Essentially Tulum comes in two parts, the town — with restaurants, grocery stores, the bus station and several hotels — and the long stretch of beach 3km away.  Lining the beach is a long, low key stretch of hotels and cabanas. North of those are the famous Tulum ruins with an incredible ocean backdrop. Working north to south the hotels go from backpacker to simple beachside cabanas, and then up to honeymoon retreats with full hotel service on offer.

Beyond that is the Sian Ka’an Biosphere Reserve (www.cesiak.org), a Unesco World Heritage Site and home to a rich collection of mangroves, reefs and rare sea turtles who come to lay their eggs on the beach.  Both day trips and overnights are possible from Tulum, with hikes and kayaks available to observe the wildlife. But costs are higher than local prices and the official cabins are the only form of accommodation if you prefer to overnight it in the Reserve. With Tulum’s beach hotels sequestered to a single country road, Tulum is much more immersed in nature. There is one main grocery store but otherwise you are in the middle of nature, with the ocean on your left and jungle and the occasional house and restaurant on your right as you travel southward.  The turquoise ocean and fine, white sand are out of the pages of a glossy brochure. In low season, from Mexican Independence Day (16 September) to early December, you could well score your very own piece of waterfront paradise. Low season also means low prices but some of the restaurants may have limited hours or be closed completely.

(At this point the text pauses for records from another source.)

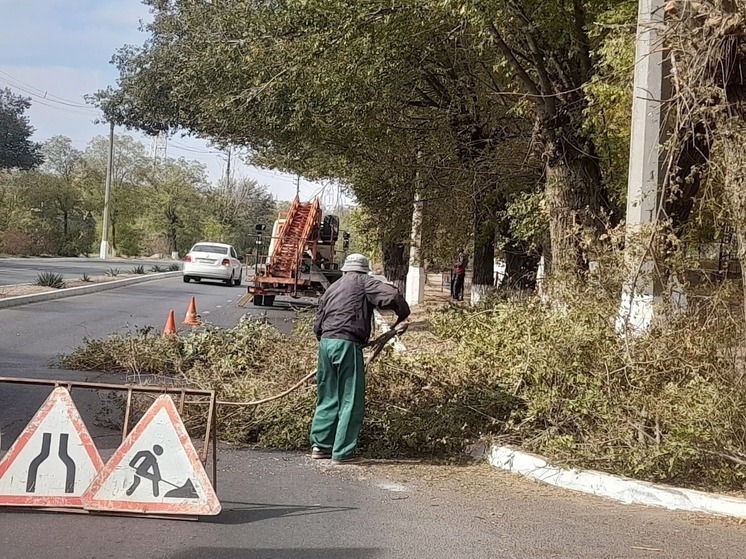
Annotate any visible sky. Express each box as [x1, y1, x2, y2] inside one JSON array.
[[0, 0, 345, 204]]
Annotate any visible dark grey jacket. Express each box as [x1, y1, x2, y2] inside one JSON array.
[[313, 273, 411, 345]]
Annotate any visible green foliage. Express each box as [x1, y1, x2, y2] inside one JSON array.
[[106, 268, 120, 277], [60, 282, 746, 489], [167, 263, 180, 272], [0, 134, 276, 258], [131, 265, 146, 275], [149, 264, 166, 273], [34, 272, 65, 289], [0, 88, 43, 170], [428, 287, 746, 489], [80, 273, 91, 282]]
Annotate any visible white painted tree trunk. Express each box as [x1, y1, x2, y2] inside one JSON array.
[[470, 284, 492, 306], [405, 192, 425, 306]]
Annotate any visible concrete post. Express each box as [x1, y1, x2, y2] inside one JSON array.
[[617, 0, 666, 333], [99, 121, 114, 260], [405, 192, 426, 306]]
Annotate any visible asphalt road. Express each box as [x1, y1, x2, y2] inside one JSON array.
[[0, 276, 302, 444], [1, 279, 746, 558], [0, 256, 182, 285]]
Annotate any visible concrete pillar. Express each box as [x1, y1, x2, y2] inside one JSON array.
[[98, 241, 110, 260], [405, 192, 425, 306], [617, 0, 665, 334]]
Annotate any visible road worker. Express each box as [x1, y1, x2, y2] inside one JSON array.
[[311, 253, 410, 464]]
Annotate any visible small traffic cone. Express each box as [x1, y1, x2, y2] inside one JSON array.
[[183, 296, 200, 326], [163, 310, 177, 337]]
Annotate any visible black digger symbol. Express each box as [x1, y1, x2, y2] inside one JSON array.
[[27, 432, 76, 493], [125, 445, 199, 499]]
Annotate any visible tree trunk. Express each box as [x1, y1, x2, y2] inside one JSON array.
[[471, 197, 496, 305], [543, 132, 606, 282], [168, 226, 178, 254], [501, 239, 540, 291], [383, 241, 407, 292]]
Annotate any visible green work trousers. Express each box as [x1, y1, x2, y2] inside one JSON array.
[[310, 338, 366, 460]]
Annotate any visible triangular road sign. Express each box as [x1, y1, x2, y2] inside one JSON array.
[[0, 387, 104, 508], [81, 395, 220, 516]]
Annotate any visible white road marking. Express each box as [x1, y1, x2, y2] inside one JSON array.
[[376, 482, 408, 493]]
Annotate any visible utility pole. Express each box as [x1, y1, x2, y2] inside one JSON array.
[[225, 146, 232, 189], [99, 121, 115, 260], [617, 0, 666, 333], [295, 175, 300, 199]]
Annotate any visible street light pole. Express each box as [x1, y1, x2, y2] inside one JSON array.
[[99, 121, 115, 260], [617, 0, 666, 332]]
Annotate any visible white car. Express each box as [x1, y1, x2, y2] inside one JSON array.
[[183, 242, 243, 286]]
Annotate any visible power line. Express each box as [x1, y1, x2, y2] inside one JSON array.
[[0, 70, 96, 109], [0, 79, 101, 117]]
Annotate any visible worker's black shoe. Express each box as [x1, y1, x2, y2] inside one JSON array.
[[331, 456, 361, 466], [311, 447, 332, 459]]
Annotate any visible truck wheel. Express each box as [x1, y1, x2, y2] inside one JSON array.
[[253, 295, 264, 306], [263, 295, 275, 307]]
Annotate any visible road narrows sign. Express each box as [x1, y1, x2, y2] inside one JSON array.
[[81, 395, 220, 516], [0, 387, 104, 507]]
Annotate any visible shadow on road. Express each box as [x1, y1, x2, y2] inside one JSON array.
[[169, 548, 380, 559], [208, 501, 356, 525]]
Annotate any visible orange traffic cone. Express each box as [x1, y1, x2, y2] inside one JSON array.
[[163, 310, 177, 337], [183, 296, 200, 326]]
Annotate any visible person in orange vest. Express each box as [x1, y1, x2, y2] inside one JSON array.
[[451, 249, 468, 301]]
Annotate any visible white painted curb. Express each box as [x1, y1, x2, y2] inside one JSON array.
[[488, 445, 746, 519], [373, 309, 406, 352], [0, 272, 182, 310]]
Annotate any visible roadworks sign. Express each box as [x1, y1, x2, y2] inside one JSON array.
[[0, 387, 104, 507], [81, 395, 220, 516]]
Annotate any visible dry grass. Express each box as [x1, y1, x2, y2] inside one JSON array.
[[59, 272, 746, 490]]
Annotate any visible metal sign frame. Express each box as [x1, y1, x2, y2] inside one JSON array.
[[0, 377, 218, 493]]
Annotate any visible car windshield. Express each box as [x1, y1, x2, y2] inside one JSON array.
[[191, 244, 229, 255]]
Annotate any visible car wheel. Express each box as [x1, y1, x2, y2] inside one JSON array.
[[233, 272, 242, 286], [224, 271, 233, 286], [183, 275, 191, 283]]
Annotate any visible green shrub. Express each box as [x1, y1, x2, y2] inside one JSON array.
[[60, 285, 746, 490], [131, 265, 146, 275], [149, 265, 166, 273], [34, 272, 66, 289], [106, 268, 120, 277]]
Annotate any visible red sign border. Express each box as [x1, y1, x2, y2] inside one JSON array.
[[0, 387, 104, 507], [81, 395, 220, 516]]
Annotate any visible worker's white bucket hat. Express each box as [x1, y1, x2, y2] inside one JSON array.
[[341, 253, 371, 274]]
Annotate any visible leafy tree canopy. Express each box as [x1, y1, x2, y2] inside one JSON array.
[[0, 88, 43, 171]]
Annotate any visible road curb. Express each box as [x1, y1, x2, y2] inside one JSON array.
[[487, 445, 746, 519], [0, 272, 182, 310]]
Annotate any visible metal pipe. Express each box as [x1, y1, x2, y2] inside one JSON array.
[[0, 376, 213, 397]]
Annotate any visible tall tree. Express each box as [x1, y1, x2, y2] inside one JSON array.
[[93, 0, 541, 289], [452, 0, 631, 280], [40, 136, 85, 242], [0, 88, 42, 170]]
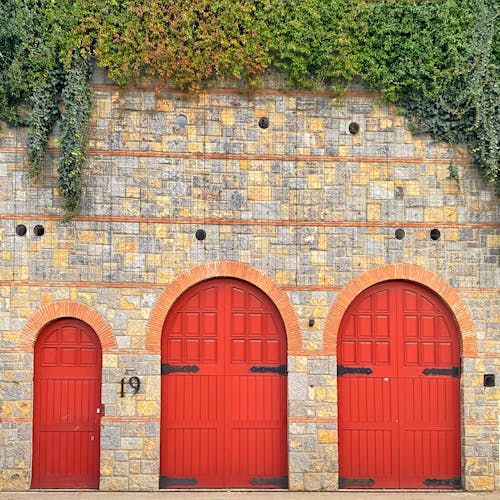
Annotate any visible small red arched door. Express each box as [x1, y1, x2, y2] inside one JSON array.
[[160, 278, 287, 489], [32, 318, 102, 489], [338, 281, 461, 489]]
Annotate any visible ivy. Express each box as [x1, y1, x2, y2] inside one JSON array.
[[91, 0, 270, 90], [27, 72, 62, 178], [58, 52, 93, 218], [263, 0, 361, 89], [0, 0, 498, 218], [353, 0, 499, 192]]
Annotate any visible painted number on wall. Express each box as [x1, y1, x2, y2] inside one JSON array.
[[120, 376, 141, 397]]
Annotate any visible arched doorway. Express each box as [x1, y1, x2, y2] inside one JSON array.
[[337, 281, 461, 489], [160, 278, 288, 488], [32, 318, 102, 489]]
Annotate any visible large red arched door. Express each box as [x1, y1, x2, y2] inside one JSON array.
[[160, 278, 287, 489], [32, 318, 102, 489], [338, 281, 461, 489]]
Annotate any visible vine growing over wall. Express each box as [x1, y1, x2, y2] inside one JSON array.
[[0, 0, 498, 216], [0, 0, 95, 215]]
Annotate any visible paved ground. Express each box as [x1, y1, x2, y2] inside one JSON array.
[[1, 491, 498, 500]]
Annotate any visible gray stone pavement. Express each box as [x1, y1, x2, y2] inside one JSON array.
[[1, 491, 498, 500]]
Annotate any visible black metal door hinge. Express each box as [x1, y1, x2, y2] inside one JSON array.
[[424, 477, 461, 488], [161, 363, 199, 375], [337, 365, 373, 376], [250, 475, 288, 487], [250, 364, 287, 375], [339, 476, 375, 487], [159, 476, 198, 488], [422, 366, 459, 378]]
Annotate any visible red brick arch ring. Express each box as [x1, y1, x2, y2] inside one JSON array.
[[18, 301, 115, 352], [323, 263, 476, 357], [146, 262, 302, 354]]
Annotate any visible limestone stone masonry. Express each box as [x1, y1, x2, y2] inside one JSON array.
[[0, 71, 498, 491]]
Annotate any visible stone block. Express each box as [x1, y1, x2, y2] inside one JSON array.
[[289, 452, 311, 473], [466, 475, 495, 491], [101, 427, 121, 450], [288, 373, 308, 401]]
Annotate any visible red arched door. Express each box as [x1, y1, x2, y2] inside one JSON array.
[[338, 281, 461, 489], [32, 318, 102, 489], [160, 278, 287, 489]]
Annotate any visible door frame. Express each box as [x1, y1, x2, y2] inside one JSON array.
[[336, 279, 462, 489], [159, 277, 288, 489], [32, 317, 103, 489]]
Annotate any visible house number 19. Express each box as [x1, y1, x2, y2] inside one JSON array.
[[120, 376, 141, 397]]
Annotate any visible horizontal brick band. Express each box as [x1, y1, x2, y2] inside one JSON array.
[[289, 417, 338, 423], [0, 280, 498, 295], [0, 417, 32, 422], [463, 420, 498, 426], [2, 212, 497, 229], [102, 417, 160, 422], [0, 146, 472, 165]]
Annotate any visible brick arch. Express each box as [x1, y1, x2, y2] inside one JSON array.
[[18, 301, 115, 352], [146, 262, 301, 354], [323, 263, 476, 357]]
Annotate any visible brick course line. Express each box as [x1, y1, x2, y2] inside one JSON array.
[[1, 281, 498, 295], [2, 212, 497, 229], [0, 146, 472, 165], [463, 420, 498, 425], [102, 417, 160, 422], [289, 417, 338, 423], [104, 349, 156, 355], [88, 149, 472, 165]]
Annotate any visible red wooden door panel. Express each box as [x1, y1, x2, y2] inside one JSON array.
[[32, 319, 102, 489], [161, 278, 287, 489], [338, 281, 460, 489]]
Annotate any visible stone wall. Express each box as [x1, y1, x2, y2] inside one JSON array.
[[0, 71, 498, 491]]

Two great eateries by the ocean that are open throughout the year are El Tábano and Posada Margarita. El Tábano (at Kilometer 6 on the beach road, just near the Maya Tulum Hotel; 984-134-8725) serves, from breakfast to dinner, local fresh, modern Mexican food in an open-air setting, across the road from the beach. The service is cheerful, helpful and very welcoming. Fresh flowers, wooden furniture, high thatched roofs and a relaxed staff make this a great place for a long breakfast, an escape from the midday heat or the perfect spot to drink the Mexican Petit Sirah over dinner.

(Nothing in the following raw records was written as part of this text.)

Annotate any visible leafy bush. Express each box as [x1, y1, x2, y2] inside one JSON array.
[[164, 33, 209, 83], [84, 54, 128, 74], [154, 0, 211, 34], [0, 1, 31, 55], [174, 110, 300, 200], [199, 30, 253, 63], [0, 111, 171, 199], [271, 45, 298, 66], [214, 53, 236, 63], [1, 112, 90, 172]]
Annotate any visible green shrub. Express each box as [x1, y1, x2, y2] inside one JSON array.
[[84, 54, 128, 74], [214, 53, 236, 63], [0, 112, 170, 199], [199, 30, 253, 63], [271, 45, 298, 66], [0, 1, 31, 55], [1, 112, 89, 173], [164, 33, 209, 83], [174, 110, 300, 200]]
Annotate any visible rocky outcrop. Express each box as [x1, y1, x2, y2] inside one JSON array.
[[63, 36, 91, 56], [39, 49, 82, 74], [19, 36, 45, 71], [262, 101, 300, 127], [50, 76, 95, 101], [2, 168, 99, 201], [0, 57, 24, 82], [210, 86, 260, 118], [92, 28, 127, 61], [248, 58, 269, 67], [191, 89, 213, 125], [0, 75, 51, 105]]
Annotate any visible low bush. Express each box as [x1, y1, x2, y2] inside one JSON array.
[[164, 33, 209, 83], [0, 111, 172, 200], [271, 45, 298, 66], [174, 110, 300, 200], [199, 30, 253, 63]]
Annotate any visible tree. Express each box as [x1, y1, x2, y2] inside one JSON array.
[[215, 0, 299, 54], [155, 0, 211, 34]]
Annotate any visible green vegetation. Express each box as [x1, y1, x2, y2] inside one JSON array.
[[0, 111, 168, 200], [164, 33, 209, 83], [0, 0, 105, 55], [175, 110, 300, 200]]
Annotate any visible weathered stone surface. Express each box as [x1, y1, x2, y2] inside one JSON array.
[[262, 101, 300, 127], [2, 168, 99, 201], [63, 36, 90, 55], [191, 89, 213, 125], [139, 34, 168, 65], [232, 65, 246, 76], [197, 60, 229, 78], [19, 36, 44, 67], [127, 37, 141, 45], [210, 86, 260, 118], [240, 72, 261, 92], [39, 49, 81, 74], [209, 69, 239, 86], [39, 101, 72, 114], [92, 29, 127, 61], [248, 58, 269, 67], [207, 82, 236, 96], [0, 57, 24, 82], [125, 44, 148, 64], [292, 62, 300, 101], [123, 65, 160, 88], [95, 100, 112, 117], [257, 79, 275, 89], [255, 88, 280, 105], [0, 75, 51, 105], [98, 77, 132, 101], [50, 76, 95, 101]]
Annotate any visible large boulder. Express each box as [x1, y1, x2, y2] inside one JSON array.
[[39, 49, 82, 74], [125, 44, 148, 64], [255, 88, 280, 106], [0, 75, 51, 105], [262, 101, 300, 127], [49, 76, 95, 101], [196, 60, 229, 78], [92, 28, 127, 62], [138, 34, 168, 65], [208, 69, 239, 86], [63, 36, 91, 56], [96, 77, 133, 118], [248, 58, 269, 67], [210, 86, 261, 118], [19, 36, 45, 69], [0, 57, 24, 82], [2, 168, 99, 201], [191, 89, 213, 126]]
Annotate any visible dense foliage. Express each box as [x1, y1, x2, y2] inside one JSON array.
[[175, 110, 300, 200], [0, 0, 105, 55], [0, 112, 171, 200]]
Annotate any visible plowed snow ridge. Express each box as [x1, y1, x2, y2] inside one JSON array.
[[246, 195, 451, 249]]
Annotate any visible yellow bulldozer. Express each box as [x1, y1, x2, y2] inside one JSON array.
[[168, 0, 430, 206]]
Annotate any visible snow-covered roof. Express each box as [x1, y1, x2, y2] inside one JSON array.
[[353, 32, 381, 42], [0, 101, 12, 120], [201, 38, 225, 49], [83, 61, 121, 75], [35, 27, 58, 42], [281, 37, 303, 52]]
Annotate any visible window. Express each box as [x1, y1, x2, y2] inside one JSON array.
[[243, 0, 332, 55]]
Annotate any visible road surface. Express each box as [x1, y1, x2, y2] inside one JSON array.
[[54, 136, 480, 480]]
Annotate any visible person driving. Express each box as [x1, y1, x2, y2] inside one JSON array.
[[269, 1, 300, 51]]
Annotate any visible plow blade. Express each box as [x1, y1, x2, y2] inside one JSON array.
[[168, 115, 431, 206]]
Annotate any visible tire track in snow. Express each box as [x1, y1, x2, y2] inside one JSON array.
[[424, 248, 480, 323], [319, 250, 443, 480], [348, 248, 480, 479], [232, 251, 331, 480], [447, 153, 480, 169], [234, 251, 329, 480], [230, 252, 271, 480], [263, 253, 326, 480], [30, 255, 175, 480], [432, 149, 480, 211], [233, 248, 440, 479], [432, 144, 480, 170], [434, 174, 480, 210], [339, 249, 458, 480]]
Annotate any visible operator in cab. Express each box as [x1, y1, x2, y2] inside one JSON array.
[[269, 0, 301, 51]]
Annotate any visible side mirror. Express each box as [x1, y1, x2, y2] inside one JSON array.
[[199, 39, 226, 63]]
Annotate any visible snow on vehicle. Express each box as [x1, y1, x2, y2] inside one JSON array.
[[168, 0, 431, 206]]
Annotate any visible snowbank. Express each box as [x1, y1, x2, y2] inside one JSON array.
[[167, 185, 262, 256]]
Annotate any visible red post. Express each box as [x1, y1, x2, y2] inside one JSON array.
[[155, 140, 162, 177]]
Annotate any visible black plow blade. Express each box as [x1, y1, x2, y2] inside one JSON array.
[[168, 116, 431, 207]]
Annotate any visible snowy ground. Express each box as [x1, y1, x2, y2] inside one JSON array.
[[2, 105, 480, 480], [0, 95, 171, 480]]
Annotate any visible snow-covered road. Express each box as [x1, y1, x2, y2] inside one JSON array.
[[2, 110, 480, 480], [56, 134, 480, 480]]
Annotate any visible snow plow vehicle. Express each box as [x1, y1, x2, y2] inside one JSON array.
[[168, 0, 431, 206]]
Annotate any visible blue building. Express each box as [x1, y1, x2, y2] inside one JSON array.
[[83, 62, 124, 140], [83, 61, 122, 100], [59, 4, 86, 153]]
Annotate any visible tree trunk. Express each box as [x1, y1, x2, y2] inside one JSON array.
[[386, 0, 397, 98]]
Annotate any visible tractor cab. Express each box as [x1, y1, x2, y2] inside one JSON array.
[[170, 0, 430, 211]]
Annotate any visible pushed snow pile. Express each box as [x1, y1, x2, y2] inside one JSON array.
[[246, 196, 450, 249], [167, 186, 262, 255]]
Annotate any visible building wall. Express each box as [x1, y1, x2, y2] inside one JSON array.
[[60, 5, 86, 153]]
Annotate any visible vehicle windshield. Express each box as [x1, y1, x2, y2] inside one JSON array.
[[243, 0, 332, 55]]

Posada Margarita, (www.posadamargherita.com), which doubles as a small hotel, produces very tasty, if slightly expensive, Italian food by the beach. The decor incorporates local materials and art. As with all Mexican restaurants, your meal is preceded by a gratis helping of tasty chips and freshly made pico de gallo. Posada Margarita brings out a wooden block with four kinds of fresh bread, crudités of cauliflower, pistachios and cheese.  Pasta, local fish and good wine are accompanied by the fresh ocean air and a view of the Milky Way if the sky is clear.

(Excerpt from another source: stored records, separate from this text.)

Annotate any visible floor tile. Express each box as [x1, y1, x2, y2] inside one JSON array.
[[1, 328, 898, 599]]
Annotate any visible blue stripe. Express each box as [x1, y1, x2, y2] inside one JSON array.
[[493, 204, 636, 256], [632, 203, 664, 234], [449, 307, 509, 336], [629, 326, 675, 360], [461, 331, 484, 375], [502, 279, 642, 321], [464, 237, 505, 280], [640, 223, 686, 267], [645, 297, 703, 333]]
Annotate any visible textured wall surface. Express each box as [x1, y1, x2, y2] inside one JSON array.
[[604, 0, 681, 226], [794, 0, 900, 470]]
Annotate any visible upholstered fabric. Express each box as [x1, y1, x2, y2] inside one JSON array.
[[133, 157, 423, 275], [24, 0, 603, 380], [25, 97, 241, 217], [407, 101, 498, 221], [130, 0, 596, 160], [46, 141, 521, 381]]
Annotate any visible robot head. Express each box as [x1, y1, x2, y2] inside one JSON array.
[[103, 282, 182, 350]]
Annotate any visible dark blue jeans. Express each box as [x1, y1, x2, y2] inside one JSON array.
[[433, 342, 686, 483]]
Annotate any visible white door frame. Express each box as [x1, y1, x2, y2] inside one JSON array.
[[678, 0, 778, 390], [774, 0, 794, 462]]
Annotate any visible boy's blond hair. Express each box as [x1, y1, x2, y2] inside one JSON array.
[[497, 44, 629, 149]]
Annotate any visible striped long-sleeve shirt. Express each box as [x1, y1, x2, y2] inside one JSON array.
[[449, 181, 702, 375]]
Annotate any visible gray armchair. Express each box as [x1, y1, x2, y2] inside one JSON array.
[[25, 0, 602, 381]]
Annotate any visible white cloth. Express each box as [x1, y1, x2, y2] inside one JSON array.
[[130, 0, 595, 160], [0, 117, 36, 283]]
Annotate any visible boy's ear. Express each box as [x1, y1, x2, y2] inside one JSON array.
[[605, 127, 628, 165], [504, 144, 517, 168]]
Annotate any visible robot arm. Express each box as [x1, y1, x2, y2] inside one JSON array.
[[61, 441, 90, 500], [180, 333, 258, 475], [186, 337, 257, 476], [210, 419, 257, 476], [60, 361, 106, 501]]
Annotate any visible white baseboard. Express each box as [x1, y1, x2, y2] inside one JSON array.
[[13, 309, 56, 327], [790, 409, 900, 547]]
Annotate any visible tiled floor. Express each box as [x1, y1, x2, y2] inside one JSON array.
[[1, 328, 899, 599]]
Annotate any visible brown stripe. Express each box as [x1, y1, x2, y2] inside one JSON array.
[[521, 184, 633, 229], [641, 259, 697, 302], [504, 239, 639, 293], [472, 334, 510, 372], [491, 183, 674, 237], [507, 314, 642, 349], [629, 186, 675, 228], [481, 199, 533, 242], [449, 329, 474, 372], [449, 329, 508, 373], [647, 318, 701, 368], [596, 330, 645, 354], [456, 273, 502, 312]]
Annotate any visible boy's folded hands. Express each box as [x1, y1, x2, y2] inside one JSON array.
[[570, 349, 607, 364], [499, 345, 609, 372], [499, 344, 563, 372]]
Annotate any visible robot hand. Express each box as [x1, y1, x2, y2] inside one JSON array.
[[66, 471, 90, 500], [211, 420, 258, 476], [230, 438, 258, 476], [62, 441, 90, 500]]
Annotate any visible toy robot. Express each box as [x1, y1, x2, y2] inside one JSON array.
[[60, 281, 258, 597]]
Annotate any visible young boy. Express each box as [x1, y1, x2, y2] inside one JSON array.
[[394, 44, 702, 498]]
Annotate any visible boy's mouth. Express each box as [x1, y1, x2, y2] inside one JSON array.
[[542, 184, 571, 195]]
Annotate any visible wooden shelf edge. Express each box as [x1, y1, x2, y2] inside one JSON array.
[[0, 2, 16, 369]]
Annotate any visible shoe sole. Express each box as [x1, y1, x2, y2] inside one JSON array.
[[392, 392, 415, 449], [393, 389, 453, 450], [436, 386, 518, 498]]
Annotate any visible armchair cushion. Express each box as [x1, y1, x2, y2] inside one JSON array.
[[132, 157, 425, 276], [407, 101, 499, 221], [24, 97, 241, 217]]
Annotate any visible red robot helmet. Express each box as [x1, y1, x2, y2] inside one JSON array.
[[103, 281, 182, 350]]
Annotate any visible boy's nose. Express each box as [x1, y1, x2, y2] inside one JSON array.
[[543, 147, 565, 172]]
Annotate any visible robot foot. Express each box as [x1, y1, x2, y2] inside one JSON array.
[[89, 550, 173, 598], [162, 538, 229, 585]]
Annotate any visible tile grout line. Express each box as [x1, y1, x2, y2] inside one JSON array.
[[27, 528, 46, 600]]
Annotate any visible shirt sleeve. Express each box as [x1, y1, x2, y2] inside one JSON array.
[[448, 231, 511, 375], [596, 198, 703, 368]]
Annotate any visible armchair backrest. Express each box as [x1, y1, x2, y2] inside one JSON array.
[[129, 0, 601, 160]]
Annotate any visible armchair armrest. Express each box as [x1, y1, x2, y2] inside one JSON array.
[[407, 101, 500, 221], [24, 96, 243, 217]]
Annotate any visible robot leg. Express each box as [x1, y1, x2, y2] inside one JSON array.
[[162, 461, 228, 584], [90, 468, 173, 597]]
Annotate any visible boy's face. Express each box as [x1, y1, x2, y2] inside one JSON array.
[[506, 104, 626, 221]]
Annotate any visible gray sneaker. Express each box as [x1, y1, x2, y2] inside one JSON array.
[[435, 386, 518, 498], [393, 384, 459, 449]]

Although not close on the water, in town there are several places to eat, from French run cafes with fresh baguettes to tacquerias and more traditional family Mexican restaurants. Don Cafeto, (Av. Tulum No. 64 Lote 12) attracts lots of locals and the food is fresh and served quickly. A simple order of green salad and fish ceviche comes with pico de gallo and chips and a bowl of crudites including potatoes, carrots, peppers and half a bulb of garlic.

With all the edible treats, you might want to hire a bike to get around, and there is a great bike path from the ocean to the town. But bring a flashlight if you are out after dark as the beach road is not well lit. While in Tulum it is also worth swimming in any of the local cenotes – fresh water sink holes that make up the largest network of caverns in the world.  Mayans consider them sacred places and they provide an important source of fresh water. For a small entry fee you can swim, snorkel or dive in fresh water and be surrounded by fossilized coral and limestone.

Contrary to what is often reported about Mexico, the Maya Riviera feels safe and open to tourists – there is an obvious police presence in both towns. Both locations make a great introduction to Mexico and with lots of English spoken it is an easy transition with rewards of white beaches, incredible food and a genuine welcome from the locals.